Watching Aaron Palushaj chug up and down the right wing for the duration of a hockey game gives the word "relentless" a visual aid. If he were a plant, he'd be a dandelion. A piece of heavy equipment? A bulldozer. On every shift, even though he's not the tallest player or the heaviest, he goes implacably where he wants to go. That's often into the corners and out with the puck. Or to the front of the net for a quick tip-in goal.
Selected in the second round of the 2007 NHL entry draft by the St.Louis Blues, the Michigan-born Palushaj played two seasons for the Wolverines of the NCAA. In his freshman year in college, he outscored fellow rookie and Habs first-rounder Max Pacioretty, putting up 44 points in 43 games. He was just 17 when he started that season. He improved to 50 points in 39 games in his sophomore year, then decided to make the leap and turn pro.

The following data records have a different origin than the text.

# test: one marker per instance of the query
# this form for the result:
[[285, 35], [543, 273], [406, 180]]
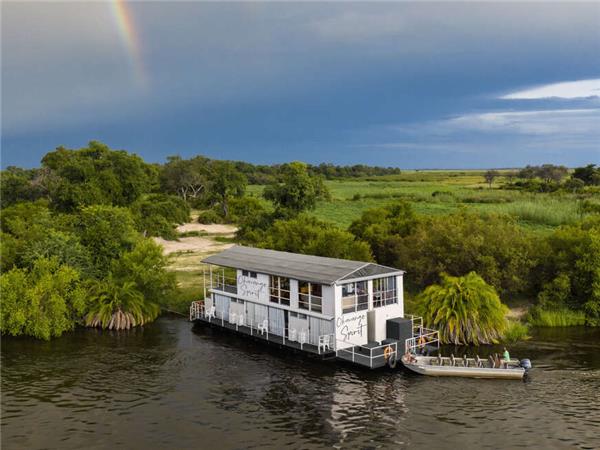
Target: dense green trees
[[43, 301], [155, 214], [465, 310], [95, 175], [590, 174], [570, 270], [305, 234], [456, 244], [296, 190]]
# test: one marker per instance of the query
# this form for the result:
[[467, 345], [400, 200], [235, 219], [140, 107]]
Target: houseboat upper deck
[[329, 307]]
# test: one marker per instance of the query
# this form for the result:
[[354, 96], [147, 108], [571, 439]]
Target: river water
[[168, 386]]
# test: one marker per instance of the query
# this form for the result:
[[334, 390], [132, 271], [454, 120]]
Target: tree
[[119, 306], [465, 310], [589, 174], [186, 178], [308, 235], [574, 184], [95, 175], [146, 267], [384, 228], [569, 270], [296, 191], [157, 214], [493, 246], [107, 232], [43, 302], [65, 247], [226, 182], [490, 175]]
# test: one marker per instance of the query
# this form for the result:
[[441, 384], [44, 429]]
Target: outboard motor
[[525, 364]]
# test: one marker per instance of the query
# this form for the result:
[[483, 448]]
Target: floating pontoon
[[331, 308]]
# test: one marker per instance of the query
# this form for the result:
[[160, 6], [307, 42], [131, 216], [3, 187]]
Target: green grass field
[[442, 192]]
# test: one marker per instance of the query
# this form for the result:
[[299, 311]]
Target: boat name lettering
[[351, 326], [250, 287]]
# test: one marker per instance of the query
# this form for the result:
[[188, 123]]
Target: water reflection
[[165, 386]]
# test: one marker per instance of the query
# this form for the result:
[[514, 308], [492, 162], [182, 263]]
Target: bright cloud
[[565, 90], [567, 121]]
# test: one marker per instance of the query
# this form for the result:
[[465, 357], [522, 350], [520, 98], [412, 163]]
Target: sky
[[409, 85]]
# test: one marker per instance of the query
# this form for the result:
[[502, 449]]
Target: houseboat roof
[[317, 269]]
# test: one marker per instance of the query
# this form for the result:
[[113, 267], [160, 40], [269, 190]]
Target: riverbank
[[195, 242]]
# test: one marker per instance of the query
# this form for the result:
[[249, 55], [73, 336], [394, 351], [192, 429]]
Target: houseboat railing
[[418, 342], [358, 353], [196, 310], [199, 310]]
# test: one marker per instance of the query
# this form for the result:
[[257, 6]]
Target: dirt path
[[186, 253]]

Michigan coach, Red Berenson, was sorry to see him go.
"Well, we really liked him as a young prospect and he had a good freshman year here, and a good sophomore year, and then he left. The pros talked to him and convinced him to leave, and he's still developing in the minors," Berenson explains. "That's an issue. We're doing a good job developing players to the point where the pros will pull them out early."
The Blues, and Palushaj himself, thought he was ready to make the move to the AHL last year. He'd put up 22 points in 44 games for the Peoria Rivermen when he found out he'd been traded to the Canadiens. The move shocked him, but he accepted it as just a bump in his inexorable path to the big time.
"To be honest, I don’t know why they dealt me," he says. "But it means another team wanted me so that’s a good thing."
The Habs certainly wanted him. The team's scouting department noticed him in his draft year, and saw him up close while keeping tabs on Pacioretty at Michigan. The fact that the Blues' draftee was outscoring their own first rounder didn't go unnoticed.
Berenson, meanwhile, wondered if Palushaj would survive the rigors of the AHL.
"Palushaj has a ton of talent. Whether he's ready emotionally and physically to play with men every night, 80 games a year, is a question mark."
It's still a question mark, even though Palushaj turned 21 just before this season began. He didn't play the Bulldogs' first several games after limping off the ice at practice last week. The ankle injury shouldn't keep him out too long, but it raises some concern about his size and durability. He says he knows strength is his big weakness, and he's grinding away in the gym to get better.
"I need to get stronger," he concedes. "I just turned 21, so I could definitely develop my strength a little bit more. And I think more speed will come with that and I'll be better in the corner and stuff. That's one thing I'm going to do."
He knows what he's got to do to improve because he spends a lot of time watching himself and running self-imposed drills to eliminate weaknesses he sees on post-game tapes.
"I watch a lot of video," he reveals. "I'm in the gym quite a bit. I stay after practice and work on my shot and my hands. A lot of stuff like that. I think video is one of the most important things, in any sport, especially hockey. So I watch a lot. I like to watch the game at least once after we play it."
The 6'0", 183-pound winger has, as Berenson says, tons of talent, but it's his tireless persistence that makes him a real threat. It's not just apparent in his presence on the ice, it's in his attitude off it as well. He came into Habs camp in September convinced he would crack the NHL lineup.
"I did have a good camp. I was planning on making the team in Montreal. But stuff happens and you have to come down here and work really hard." He pushes sweat-drenched hair back off his forehead, dark eyes burning, an open cut on a cheekbone glistening red. "Keep working hard every day, getting better on the ice and stuff. My time will come. My time will come." He repeats it emphatically, as though someone would dare disagree.
A lot of prospects with that attitude get discouraged when the demotion everyone but themselves knew was coming, comes. Not Palushaj. He concedes it was a tough moment when Jacques Martin told him he was going to Hamilton. Then he readjusted his focus and decided to burn up the AHL until the Canadiens recall him. For him, making it isn't a question of if, but when.
His old coach thinks he'll do it.
"I think he'll make it," says Red Berenson. "I hope he does."
If singleminded tenacity can translate to a job in the NHL, Palushaj will make his alma mater proud.